Day 6, 11 May – Alsace

Not surprisingly by now, we awoke to very iffy weather. We had planned to drive down into Alsace, following at least the northern half of the Tour #20 in the aforementioned France’s driving tours book, and we wouldn’t let any crappy weather deter us. Our ultimate goal was to sample some of the charm of the Alsatian “Route des Vins.”

Once out of Strasbourg, we picked up the tour in Rosheim, historical home of the Bugatti automobile maker. Apparently, it is a bit of a pilgrimage site for Bugatti owners, and I was able to see one of the rarest of modern super cars; the Bugatti Veyron. I reckon he was on one of those pilgrimages. Our first main stop of the day was an old convent-turned-hotel called Mont St. Odile. It sits at the top of a hill in the eastern edge of the Vosges mountains, and has spectacular views from all sides. At that height (about 1000 meters above sea level), the wind was howling and the temperatures were a brisk 48 degrees.


After Angela reached her personal “freezing point,” we headed back onto the route towards the castle of Haute Konigsbourg. This place was impressive. The site dates back to the 12th century, although the current fortress is much newer. The self-guided tour led through all the usual rooms in a castle; the armory, the great hall, the king’s chambers, etc.


The drives through the mountains were amazing, and when we finally emerged from the forest and onto the eastern slope of the mountain range, it was a sea of vineyards; like Napa Valley, but much bigger. We stopped at the first vineyard we found that offered “Degustation et Vente,” “Domaine Ferdinand Engel,” and had our first tasting of the day. We tried a Pinot Grigio, a Gewurtztraminer, and a Pinot Noir. Not “feeling” any of them, we headed on down the road to the small Medieval town of Ribeauville.


Ribeauville was exactly what we were hoping to find; small, intimate, charming. Its only negative was that the city center was not pedestrian-only; so we had to constantly dodge cars coming up and down the “Grand Rue.” The town was filled with small bakeries, butcher shops, pastry shops.
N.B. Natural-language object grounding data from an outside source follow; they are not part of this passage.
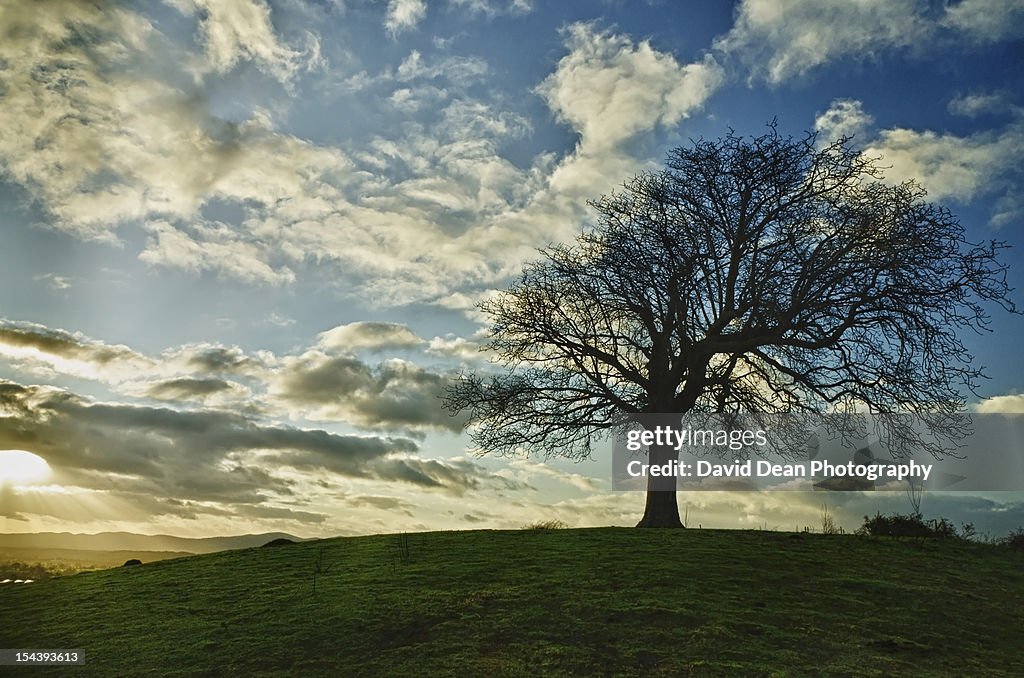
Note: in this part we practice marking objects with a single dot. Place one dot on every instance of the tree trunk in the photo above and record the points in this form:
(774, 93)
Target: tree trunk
(662, 509)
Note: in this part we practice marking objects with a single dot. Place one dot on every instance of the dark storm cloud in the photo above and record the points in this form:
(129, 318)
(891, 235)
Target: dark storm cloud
(185, 455)
(62, 344)
(186, 387)
(393, 394)
(218, 359)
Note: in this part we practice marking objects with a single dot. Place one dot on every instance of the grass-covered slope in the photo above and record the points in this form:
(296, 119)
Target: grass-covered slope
(609, 601)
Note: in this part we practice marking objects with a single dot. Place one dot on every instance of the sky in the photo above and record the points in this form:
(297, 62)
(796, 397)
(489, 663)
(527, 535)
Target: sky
(242, 242)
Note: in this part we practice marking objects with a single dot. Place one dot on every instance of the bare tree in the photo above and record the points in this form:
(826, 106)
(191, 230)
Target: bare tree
(752, 274)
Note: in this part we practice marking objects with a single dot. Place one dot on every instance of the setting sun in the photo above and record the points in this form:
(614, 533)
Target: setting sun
(17, 466)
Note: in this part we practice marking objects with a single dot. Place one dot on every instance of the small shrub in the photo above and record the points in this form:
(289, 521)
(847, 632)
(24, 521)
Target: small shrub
(828, 525)
(1014, 540)
(899, 524)
(546, 524)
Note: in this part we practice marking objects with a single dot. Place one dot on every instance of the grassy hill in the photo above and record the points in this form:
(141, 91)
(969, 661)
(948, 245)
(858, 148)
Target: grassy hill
(606, 601)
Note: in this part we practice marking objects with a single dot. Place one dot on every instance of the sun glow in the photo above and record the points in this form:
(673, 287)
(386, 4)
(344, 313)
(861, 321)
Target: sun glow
(19, 467)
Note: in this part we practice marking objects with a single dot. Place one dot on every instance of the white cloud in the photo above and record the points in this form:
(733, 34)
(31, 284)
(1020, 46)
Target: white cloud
(493, 8)
(844, 118)
(217, 248)
(986, 20)
(403, 15)
(951, 166)
(462, 71)
(237, 31)
(978, 103)
(609, 89)
(1001, 405)
(782, 40)
(375, 336)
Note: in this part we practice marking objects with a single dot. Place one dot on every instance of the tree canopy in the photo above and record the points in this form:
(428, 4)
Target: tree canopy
(764, 274)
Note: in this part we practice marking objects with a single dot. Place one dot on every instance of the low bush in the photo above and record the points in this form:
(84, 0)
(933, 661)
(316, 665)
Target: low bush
(901, 524)
(546, 524)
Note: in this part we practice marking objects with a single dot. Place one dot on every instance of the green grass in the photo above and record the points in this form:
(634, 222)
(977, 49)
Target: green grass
(604, 602)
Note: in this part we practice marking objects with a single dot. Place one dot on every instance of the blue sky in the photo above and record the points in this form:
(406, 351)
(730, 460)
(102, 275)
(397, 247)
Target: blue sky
(243, 241)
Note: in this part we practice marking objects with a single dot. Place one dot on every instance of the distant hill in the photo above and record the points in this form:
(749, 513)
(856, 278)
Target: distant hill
(542, 602)
(123, 541)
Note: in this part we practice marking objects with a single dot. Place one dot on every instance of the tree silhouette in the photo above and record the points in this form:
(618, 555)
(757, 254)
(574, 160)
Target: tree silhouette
(751, 274)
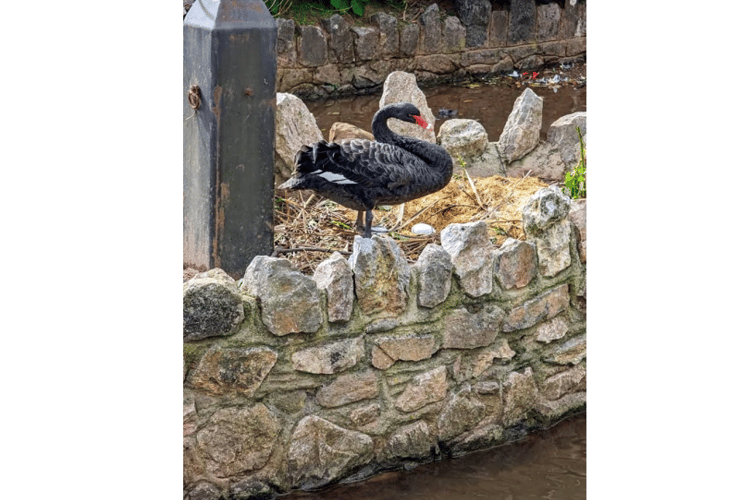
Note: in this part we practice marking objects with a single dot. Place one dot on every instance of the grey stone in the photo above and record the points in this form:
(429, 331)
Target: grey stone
(466, 330)
(431, 65)
(554, 409)
(472, 256)
(290, 78)
(484, 360)
(423, 389)
(403, 87)
(251, 489)
(365, 414)
(544, 221)
(544, 162)
(340, 131)
(498, 28)
(461, 413)
(475, 15)
(434, 269)
(349, 388)
(286, 53)
(551, 330)
(516, 264)
(545, 208)
(288, 402)
(432, 36)
(520, 395)
(295, 127)
(341, 45)
(409, 37)
(411, 441)
(541, 308)
(312, 46)
(389, 350)
(238, 439)
(522, 21)
(522, 128)
(289, 300)
(388, 34)
(463, 138)
(321, 452)
(366, 42)
(233, 369)
(334, 276)
(189, 417)
(547, 24)
(328, 74)
(578, 216)
(204, 491)
(329, 358)
(572, 20)
(483, 56)
(487, 387)
(570, 352)
(454, 34)
(212, 306)
(486, 165)
(553, 249)
(563, 383)
(382, 275)
(563, 135)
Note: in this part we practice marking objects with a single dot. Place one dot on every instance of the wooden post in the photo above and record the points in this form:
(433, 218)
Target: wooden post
(229, 77)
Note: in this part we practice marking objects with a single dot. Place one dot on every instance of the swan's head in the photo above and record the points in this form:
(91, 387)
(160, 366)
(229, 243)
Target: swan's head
(410, 113)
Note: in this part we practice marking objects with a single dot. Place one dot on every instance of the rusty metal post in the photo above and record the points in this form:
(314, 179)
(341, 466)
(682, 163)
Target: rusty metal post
(229, 76)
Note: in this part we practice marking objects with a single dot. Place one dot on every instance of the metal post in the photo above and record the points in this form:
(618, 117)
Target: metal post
(229, 76)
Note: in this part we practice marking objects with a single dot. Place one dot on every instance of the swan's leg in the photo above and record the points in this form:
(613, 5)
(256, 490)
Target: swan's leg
(400, 214)
(367, 230)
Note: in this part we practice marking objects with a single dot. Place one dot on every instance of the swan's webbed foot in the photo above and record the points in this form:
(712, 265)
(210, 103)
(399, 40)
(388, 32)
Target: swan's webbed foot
(367, 229)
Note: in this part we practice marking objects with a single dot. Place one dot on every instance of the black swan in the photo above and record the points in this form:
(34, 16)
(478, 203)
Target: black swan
(361, 174)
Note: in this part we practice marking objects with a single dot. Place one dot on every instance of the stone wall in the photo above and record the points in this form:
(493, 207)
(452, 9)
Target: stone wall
(338, 58)
(292, 381)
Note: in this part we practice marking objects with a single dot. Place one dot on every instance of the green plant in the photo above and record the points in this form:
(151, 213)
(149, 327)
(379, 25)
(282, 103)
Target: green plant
(574, 180)
(357, 6)
(278, 8)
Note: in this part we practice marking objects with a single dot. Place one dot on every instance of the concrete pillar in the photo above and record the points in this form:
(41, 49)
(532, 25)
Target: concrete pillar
(229, 75)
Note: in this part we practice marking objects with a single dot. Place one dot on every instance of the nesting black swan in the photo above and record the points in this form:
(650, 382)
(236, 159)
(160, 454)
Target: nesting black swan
(361, 174)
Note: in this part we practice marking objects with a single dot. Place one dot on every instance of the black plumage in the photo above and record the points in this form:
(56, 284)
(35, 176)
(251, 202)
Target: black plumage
(361, 174)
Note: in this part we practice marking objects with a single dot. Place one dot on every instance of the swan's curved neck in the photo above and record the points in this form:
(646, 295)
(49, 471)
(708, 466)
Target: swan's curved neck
(428, 152)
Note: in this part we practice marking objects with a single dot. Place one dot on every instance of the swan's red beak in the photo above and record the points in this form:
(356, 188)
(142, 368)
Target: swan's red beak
(420, 121)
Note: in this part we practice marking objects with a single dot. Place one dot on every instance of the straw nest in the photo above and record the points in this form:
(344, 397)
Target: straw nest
(309, 228)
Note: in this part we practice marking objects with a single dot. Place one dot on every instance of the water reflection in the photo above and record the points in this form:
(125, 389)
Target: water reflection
(489, 104)
(547, 465)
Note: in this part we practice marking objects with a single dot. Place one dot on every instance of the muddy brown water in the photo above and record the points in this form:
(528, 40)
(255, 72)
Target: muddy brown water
(547, 465)
(488, 102)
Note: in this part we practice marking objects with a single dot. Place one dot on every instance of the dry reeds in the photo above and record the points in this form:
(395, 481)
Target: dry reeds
(309, 228)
After about two hours or so of exploring, we headed down the road to the other “postcard” town in the area, Riquewihr.

Riquewihr is larger than Ribeauville, but no less charming. The oldest part of town is walled, and generally pedestrian-only, so that alone tipped the scales in favor of it over Ribeauville. The various area vintners had a much larger presence here than in Ribeauville, too. I am not generally a white wine person, but the Pinot Blanc that we tried was very tasty; dry but fresh. We wound up buying two bottles of white: one Pinot Blanc, and one Gewurtztraminer, from one of the local vineyards.
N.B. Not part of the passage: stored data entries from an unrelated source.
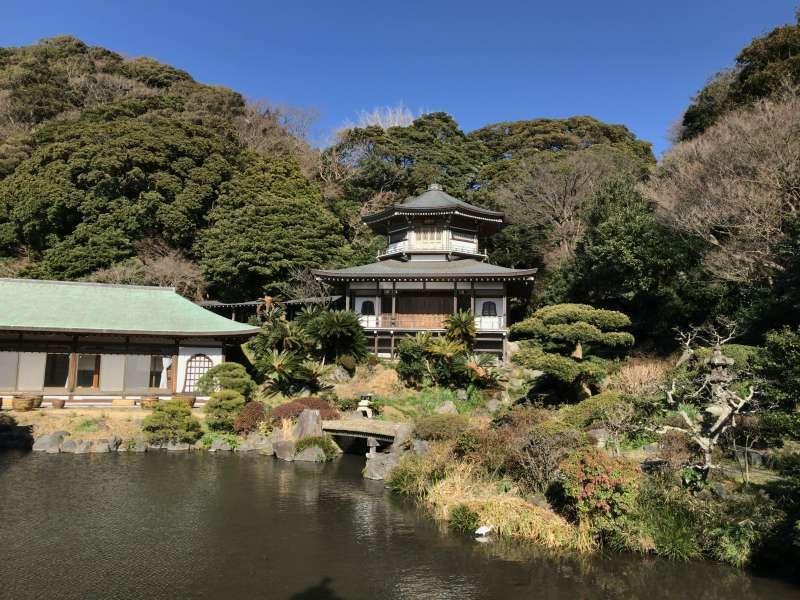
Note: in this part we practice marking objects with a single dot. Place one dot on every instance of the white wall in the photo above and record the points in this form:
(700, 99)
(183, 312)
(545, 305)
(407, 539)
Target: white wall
(186, 352)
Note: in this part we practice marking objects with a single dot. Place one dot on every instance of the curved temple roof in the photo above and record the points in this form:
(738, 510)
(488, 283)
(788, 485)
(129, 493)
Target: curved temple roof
(435, 201)
(438, 270)
(77, 307)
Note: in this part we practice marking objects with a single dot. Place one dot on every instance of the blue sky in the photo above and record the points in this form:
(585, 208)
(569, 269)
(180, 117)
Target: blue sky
(632, 62)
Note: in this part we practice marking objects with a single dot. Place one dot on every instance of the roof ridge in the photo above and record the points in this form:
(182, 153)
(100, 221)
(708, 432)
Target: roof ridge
(88, 283)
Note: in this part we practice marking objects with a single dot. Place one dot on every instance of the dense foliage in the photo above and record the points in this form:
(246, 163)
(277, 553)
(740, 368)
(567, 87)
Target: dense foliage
(171, 422)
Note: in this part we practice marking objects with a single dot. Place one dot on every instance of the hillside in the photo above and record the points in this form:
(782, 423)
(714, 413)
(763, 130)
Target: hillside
(128, 170)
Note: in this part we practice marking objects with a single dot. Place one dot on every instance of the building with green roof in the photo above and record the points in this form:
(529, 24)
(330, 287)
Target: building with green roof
(432, 266)
(89, 342)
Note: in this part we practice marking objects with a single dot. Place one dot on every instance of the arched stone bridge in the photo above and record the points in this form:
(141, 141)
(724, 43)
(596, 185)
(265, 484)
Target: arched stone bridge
(382, 431)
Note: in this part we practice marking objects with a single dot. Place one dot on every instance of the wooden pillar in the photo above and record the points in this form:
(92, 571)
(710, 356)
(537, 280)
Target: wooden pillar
(72, 374)
(394, 307)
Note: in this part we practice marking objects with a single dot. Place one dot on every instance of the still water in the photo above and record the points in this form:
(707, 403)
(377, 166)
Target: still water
(224, 526)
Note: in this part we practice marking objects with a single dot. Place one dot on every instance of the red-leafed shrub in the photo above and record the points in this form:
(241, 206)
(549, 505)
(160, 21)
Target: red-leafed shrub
(249, 417)
(292, 410)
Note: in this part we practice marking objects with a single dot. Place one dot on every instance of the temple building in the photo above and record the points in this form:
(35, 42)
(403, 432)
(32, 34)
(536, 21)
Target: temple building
(433, 266)
(91, 342)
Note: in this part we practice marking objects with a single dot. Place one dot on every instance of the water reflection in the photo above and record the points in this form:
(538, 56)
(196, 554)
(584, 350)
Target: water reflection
(213, 526)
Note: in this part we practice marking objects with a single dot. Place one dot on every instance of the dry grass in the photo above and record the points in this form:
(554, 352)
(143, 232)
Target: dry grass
(379, 380)
(123, 422)
(497, 503)
(641, 376)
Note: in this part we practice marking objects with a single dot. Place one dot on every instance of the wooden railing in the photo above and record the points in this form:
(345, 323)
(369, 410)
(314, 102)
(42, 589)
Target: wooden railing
(420, 321)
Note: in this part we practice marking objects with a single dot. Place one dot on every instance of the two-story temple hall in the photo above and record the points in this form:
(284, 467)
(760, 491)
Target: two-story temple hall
(432, 267)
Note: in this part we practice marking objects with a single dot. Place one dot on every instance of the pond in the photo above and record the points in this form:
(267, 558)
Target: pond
(201, 525)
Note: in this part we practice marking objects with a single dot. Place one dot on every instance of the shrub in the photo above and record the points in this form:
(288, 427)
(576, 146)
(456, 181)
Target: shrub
(440, 427)
(548, 443)
(227, 376)
(292, 410)
(347, 362)
(323, 442)
(222, 409)
(249, 417)
(463, 520)
(171, 421)
(600, 491)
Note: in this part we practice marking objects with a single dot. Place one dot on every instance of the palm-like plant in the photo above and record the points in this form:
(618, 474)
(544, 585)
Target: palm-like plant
(338, 332)
(461, 327)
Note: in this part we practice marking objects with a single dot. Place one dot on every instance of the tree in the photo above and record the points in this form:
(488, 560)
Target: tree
(736, 188)
(709, 406)
(777, 364)
(628, 261)
(550, 193)
(572, 344)
(265, 222)
(767, 65)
Since tomorrow is a “getaway day” for us, we headed back to the hotel via the highway. We had a lovely dinner in the hotel restaurant and I’m writing this and dumping our photos from full memory cards.


Tomorrow, we leave France and head into the Eifel region. I think we will go through Trier, the oldest city in Germany and home to the oldest church in Europe, on the way to our next hotel in the small town of Auderath.